Mi sentivo finalmente pronta per affrontare di petto la sindrome dell’abbandono che mi perseguita da quando ero bambina: e che porta con sé, come inevitabile conseguenza, anche una paura tremenda di fronte all’idea di potersi abbandonare a qualcosa, anche e soprattutto se è l’orizzonte di una qualche felicità…”Soffre tutto quello che cambia, anche per farsi migliore”, scriveva Pasolini. Credo che sia vero. E i miei personaggi, facendo la spola fra il rumore della città e il silenzio, il contatto con loro stessi a cui li chiama l’Isola, lo mettono in scena. In questo modo hanno rivelato a me per prima quanto è straziante venire abbandonati, ma quanto è spaventoso abbandonarsi, lasciarsi andare, rinunciare alle nostre difese…

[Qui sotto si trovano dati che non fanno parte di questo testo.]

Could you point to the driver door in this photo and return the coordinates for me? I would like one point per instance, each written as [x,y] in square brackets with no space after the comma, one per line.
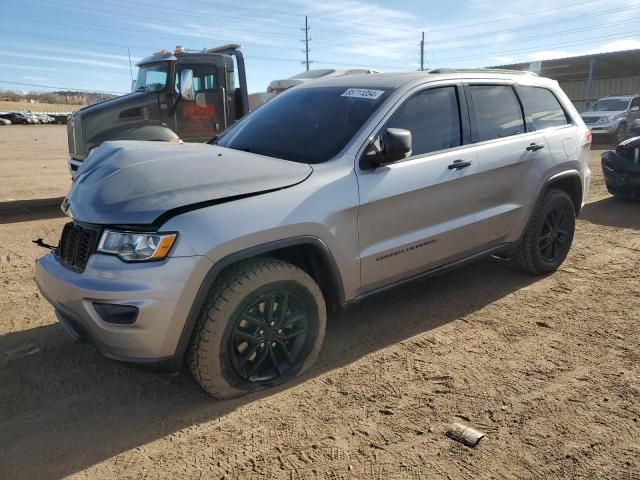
[419,213]
[204,118]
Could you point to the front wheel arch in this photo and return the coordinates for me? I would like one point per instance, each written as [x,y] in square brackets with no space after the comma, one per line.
[279,249]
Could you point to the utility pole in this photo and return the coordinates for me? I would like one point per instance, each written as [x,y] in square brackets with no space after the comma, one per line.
[306,42]
[422,53]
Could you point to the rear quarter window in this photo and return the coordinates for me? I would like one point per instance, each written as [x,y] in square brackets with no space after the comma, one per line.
[543,108]
[496,112]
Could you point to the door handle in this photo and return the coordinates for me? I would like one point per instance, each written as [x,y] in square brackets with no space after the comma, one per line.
[534,147]
[459,164]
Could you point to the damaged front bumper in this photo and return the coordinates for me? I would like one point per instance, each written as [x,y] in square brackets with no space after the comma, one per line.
[621,169]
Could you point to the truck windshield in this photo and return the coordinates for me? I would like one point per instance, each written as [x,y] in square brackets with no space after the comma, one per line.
[152,77]
[307,125]
[611,105]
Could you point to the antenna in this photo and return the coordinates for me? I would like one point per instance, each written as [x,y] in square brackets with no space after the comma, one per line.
[306,42]
[130,69]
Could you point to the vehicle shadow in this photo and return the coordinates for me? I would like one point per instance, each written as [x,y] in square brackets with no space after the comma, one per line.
[26,210]
[64,408]
[613,212]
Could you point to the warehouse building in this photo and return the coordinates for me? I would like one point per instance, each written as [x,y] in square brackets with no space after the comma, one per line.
[589,77]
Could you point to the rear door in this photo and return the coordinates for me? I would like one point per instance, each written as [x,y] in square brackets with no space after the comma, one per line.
[419,213]
[511,159]
[204,118]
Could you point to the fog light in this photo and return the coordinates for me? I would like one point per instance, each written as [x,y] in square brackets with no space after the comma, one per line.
[118,314]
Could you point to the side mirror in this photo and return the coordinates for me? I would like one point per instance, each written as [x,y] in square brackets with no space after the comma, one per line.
[396,145]
[187,90]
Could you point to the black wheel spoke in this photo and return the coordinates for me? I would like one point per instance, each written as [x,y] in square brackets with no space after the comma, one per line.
[285,306]
[247,354]
[259,360]
[240,335]
[274,360]
[285,351]
[253,319]
[293,334]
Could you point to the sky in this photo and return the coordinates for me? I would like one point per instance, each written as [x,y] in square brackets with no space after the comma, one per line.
[82,44]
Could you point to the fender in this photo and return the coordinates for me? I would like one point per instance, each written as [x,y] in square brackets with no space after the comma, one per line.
[246,254]
[545,186]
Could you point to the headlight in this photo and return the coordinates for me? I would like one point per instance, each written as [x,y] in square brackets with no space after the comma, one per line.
[136,247]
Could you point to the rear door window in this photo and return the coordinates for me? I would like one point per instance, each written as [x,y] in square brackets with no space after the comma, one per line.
[496,112]
[543,108]
[433,118]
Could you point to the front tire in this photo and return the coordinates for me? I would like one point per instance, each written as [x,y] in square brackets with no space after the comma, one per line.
[262,325]
[549,235]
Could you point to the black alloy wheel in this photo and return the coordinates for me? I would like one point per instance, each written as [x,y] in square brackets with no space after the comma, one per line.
[269,336]
[555,237]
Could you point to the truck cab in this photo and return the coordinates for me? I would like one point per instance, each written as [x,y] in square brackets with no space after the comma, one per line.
[180,95]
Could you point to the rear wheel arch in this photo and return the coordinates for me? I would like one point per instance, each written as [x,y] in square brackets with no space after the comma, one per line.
[309,253]
[569,182]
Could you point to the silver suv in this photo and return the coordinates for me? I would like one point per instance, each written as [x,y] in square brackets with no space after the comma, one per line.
[613,116]
[230,254]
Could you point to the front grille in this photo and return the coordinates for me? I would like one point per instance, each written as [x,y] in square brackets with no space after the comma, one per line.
[591,120]
[77,244]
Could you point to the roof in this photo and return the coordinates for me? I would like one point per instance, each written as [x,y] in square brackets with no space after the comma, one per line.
[606,65]
[393,81]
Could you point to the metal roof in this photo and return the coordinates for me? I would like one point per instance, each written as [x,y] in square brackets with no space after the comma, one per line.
[607,65]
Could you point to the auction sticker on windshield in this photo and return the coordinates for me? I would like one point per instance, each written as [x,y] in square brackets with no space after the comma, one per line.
[362,93]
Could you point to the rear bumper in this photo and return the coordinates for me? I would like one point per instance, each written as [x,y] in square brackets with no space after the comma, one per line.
[163,292]
[603,129]
[73,165]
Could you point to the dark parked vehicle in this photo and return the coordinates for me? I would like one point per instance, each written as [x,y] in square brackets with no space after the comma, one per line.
[184,95]
[16,118]
[621,169]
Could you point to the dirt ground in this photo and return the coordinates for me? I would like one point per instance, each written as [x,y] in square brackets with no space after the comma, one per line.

Come mai la scelta dell’isola di Naxos come scenario della vicenda narrata?

Perché è un luogo denso di significato, grazie al mito di Arianna…Che viene lasciata da Teseo (dopo averlo aiutato a uscire dal labirinto grazie al fatidico filo) proprio lì, a Naxos: per questo si dice “piantare in asso”, perché Arianna viene piantata in-Naxos…E la presenza del mito minaccia e protegge i miei personaggi. Comunque li abbraccia, ci abbraccia. Come credo faccia l’intera mitologia greca con tutta l’umanità.

Come definirebbe il concetto di solitudine in questa società in cui si è costantemente connessi col mondo e disconnessi con se stessi?

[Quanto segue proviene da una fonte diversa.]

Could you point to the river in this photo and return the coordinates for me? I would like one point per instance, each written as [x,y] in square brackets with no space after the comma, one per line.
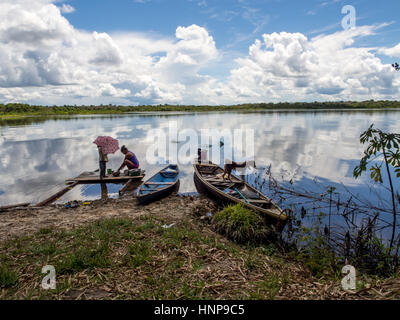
[37,154]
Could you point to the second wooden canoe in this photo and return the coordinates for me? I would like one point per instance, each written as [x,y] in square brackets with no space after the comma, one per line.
[208,180]
[160,185]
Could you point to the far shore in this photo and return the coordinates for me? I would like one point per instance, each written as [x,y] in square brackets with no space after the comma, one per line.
[17,110]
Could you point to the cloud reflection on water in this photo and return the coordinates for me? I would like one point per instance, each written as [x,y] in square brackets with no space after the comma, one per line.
[36,158]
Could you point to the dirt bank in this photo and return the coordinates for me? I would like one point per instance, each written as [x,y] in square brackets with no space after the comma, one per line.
[116,249]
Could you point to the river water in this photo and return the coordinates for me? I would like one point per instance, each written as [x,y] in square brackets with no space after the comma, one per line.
[38,154]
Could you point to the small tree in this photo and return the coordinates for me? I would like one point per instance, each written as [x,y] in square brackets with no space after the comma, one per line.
[383,149]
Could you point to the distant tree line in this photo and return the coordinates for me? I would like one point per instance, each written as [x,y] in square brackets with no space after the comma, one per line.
[26,109]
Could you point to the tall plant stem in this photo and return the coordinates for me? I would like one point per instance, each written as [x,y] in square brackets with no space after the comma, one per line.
[393,199]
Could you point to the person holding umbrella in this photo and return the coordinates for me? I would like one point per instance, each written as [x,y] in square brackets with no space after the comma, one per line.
[106,145]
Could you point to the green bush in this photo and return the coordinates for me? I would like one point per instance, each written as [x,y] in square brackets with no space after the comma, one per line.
[242,225]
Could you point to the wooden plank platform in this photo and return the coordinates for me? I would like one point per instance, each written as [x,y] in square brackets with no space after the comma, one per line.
[107,179]
[57,195]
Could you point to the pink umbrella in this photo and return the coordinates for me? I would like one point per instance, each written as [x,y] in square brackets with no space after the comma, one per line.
[108,144]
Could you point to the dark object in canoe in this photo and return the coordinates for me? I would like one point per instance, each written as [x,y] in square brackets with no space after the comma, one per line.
[162,184]
[208,180]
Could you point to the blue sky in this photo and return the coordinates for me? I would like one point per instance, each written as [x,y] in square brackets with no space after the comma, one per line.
[197,51]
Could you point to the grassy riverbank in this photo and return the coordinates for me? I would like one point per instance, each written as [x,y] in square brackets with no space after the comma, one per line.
[117,250]
[16,110]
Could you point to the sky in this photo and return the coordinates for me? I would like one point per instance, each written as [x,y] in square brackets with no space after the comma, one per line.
[204,52]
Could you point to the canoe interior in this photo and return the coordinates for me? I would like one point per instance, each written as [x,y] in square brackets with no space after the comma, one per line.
[234,190]
[164,179]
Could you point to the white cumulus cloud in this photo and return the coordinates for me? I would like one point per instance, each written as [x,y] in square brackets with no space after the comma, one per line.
[45,59]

La solitudine oggi rischia di essere ancora più pericolosa: perché ne siamo preda senza neanche rendercene conto, e siamo fragilissimi, come lo è chiunque non si conosce, proprio mentre ci sentiamo forti dei nostri infiniti contatti, dei mi-piace, degli “amici”….

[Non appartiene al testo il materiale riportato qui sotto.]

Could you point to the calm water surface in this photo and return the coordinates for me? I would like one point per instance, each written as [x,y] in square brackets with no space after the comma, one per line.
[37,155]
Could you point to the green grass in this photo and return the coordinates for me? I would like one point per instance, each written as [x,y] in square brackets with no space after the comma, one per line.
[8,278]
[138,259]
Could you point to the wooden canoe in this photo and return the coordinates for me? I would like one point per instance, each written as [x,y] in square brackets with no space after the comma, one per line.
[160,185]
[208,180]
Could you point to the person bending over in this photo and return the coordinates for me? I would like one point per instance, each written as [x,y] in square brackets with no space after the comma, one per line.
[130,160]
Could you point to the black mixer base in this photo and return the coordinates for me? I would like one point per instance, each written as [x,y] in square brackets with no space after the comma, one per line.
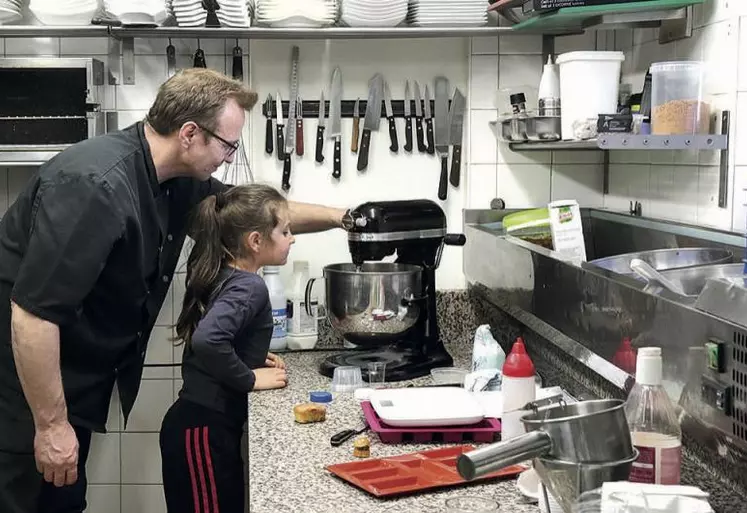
[401,363]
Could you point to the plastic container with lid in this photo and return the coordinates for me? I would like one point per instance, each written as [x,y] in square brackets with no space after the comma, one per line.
[677,106]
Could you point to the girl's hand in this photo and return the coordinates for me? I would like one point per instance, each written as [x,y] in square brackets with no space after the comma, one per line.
[274,360]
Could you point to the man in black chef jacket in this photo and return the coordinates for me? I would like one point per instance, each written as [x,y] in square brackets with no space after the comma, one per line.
[87,253]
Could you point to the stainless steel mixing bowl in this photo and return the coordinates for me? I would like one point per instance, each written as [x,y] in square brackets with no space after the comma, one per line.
[365,305]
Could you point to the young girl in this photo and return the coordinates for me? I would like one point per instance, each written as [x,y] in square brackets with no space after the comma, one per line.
[226,326]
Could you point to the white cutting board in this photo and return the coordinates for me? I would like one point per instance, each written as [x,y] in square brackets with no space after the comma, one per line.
[419,407]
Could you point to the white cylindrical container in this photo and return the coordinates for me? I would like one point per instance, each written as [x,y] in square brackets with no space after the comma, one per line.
[517,388]
[279,304]
[302,327]
[589,86]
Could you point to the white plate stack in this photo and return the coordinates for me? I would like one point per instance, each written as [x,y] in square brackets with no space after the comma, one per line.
[364,13]
[233,13]
[64,12]
[294,13]
[448,13]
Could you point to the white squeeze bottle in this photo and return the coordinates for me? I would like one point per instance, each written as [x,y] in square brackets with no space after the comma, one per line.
[653,424]
[302,327]
[278,302]
[517,388]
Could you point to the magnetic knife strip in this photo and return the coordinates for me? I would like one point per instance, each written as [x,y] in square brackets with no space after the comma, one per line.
[311,108]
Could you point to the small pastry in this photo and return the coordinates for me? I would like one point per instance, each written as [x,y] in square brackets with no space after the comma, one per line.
[362,447]
[306,413]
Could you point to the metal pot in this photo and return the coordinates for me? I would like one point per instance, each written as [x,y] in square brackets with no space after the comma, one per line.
[663,259]
[372,304]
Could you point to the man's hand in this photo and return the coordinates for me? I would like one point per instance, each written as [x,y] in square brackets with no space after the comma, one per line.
[274,360]
[56,453]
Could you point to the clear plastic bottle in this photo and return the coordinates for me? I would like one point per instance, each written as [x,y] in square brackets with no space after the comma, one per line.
[653,424]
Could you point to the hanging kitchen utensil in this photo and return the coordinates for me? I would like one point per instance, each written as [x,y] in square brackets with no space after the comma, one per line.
[429,122]
[442,131]
[394,146]
[408,118]
[290,139]
[372,119]
[335,120]
[299,127]
[456,124]
[268,125]
[356,126]
[320,130]
[419,118]
[170,59]
[237,69]
[279,142]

Una delle tematiche affrontate nel suo romanzo è quello degli “amori impossibili”, Cosa ci attrae di essi secondo lei? Perché inciampiamo sempre in essi?

La mia protagonista dimostra che un amore impossibile è comodo: perché ti distrae dalla lotta contro i tuoi mostri spostando l’attenzione su quelli che infestano l’altro…Tanto è vero che quando nella sua vita arriva Di, un uomo “possibile”, che le dice: eccomi, sono qui…E’ lei che fugge. E ci metterà dieci anni per capire perché lo ha fatto, e tornare sull’Isola dell’Abbandono.

La protagonista Arianna ha paura di amare…c’è un modo per superare questa paura molto diffusa al giorno d’oggi?

Credo che quel modo sia solo uno: conoscere noi stessi. Non avere paura di entrare in contatto con le nostre zone d’ombra, la nostra infanzia, gli ossicini che, dentro, quand’eravamo bambini si sono incrinati o addirittura rotti…

La maternità aiuta da protagonista a superare le sue paure…quanto la maternità è in grado di arricchire umanamente una donna?

Moltissimo: ma bisogna trovare il coraggio di accettare la sfida che ci lancia la vita con la maternità, la paternità…Il cuore del lungo dialogo che accompagna la seconda parte del romanzo sta proprio qui, in questa domanda: quanto siamo disposti a cambiare, se l’Uragano Figlio ci travolge?

Quanto è cresciuta artisticamente Chiara Gamberale da “Qualcosa” a “L’isola dell’abbandono”?

Non so dirlo. Ma sicuramente scrivere una favola mi ha aiutata a scorporare dalla mia scrittura certi infantilismi…E in questo nuovo romanzo, forse per la prima volta, non ho nessuna paura del dolore dei miei personaggi. Perché ho smesso di temere il mio.

Perché il lettore de IlCorriereNazionale.net dovrebbe leggere il suo romanzo?

Perché magari, come me mentre scrivevo, non sa di che cosa ha bisogno. E “se non sapessimo di che cosa abbiamo bisogno, non avremmo bisogno dell’amore”.